Vertauschte Rollen im Spiel um die Macht

WIEN / STAATSOPER / SAMSON ET DALILA

14/05/18 Nach 25 Jahren ist Camille Saint-Saëns einzig noch heute aufgeführte Oper, „Samson et Dalila“ am Samstag ins Haus am Ring zurückgekehrt.
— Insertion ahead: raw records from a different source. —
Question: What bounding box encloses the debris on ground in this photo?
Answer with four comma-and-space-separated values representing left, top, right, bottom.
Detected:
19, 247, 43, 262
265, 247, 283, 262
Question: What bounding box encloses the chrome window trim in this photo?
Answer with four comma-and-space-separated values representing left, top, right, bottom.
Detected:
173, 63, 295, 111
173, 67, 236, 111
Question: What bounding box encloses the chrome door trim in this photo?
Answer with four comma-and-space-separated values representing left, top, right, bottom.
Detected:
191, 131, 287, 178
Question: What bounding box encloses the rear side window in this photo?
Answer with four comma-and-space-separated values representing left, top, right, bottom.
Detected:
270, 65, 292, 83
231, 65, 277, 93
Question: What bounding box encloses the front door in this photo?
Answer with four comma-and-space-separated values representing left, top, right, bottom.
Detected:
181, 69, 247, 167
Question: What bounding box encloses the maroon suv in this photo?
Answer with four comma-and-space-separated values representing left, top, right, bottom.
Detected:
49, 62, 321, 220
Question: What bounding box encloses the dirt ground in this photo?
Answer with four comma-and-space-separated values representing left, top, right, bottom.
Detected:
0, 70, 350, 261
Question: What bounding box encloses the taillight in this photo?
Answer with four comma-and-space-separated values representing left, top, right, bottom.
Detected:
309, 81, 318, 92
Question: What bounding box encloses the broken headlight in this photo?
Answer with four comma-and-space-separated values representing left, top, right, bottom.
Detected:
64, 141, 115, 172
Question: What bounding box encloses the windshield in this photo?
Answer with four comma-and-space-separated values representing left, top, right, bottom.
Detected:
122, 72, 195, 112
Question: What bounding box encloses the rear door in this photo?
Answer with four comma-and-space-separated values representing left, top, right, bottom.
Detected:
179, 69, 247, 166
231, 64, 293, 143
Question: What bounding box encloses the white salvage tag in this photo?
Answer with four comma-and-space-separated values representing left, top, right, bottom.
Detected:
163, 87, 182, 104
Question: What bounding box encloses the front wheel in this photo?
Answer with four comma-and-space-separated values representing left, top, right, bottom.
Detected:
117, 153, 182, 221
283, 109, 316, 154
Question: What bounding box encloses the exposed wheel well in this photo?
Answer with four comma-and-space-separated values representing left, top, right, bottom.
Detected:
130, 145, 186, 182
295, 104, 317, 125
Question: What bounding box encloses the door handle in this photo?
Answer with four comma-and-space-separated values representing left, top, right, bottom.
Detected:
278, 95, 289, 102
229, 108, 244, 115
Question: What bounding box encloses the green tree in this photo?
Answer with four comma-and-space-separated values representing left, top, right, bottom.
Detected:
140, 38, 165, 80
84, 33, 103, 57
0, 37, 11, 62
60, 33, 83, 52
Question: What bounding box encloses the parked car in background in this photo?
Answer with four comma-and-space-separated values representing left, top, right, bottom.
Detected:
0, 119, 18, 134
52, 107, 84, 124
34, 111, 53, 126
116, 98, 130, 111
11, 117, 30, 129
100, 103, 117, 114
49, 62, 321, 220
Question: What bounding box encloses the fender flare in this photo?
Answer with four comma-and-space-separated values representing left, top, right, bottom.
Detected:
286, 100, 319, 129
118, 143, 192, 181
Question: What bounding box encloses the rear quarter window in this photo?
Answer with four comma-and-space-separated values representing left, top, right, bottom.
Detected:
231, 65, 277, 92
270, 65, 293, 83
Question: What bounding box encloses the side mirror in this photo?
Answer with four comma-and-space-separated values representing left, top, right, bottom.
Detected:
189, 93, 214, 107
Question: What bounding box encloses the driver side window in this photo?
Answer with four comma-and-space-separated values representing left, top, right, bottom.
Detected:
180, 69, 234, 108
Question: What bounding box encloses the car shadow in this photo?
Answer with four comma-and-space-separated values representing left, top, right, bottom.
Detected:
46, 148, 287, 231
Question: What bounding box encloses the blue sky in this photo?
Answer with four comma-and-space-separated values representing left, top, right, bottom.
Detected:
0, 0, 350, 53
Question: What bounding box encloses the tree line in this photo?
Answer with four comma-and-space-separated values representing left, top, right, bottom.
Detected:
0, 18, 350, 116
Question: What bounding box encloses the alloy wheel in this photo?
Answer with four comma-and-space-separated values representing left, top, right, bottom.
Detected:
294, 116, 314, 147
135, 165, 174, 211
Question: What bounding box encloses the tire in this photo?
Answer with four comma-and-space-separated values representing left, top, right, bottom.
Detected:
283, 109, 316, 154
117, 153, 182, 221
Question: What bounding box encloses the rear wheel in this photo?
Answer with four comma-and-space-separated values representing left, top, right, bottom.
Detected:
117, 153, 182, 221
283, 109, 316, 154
In einer mehrheitlich stimmigen, repertoiretauglichen Inszenierung von Alexandra Liedtke debütierten Elīna Garança und Roberto Alagna in den Titelpartien.

Von Oliver Schneider

Camille Saint-Saëns’ zweite Oper „Samson et Dalila“ wird wellenweise auf die Bühnen der Opernhäuser gespült, wenn ein reiferer dramatisch-heroischer Tenor das Werk in sein Repertoire aufnimmt und eine jugendlich-dramatische Mezzosopranistin mit ausreichender Tiefe zur Verfügung steht. Das Libretto von Ferdinand Lemaire nach Voltaire fußt auf der im alttestamentarischen Buch der Richter erzählten Geschichte des gottgeweihten Samson, der der Philisterin Dalila aus Liebe – die Philister unterdrücken die Israeliten – das Geheimnis seiner durch Gott verliehenen Kraft verrät. Geht es in der Bibel mehr um Macht und Unterdrückung, so lenken Saint-Saëns und Lemaire den Blick stärker auf das Beziehungsdrama als Motor.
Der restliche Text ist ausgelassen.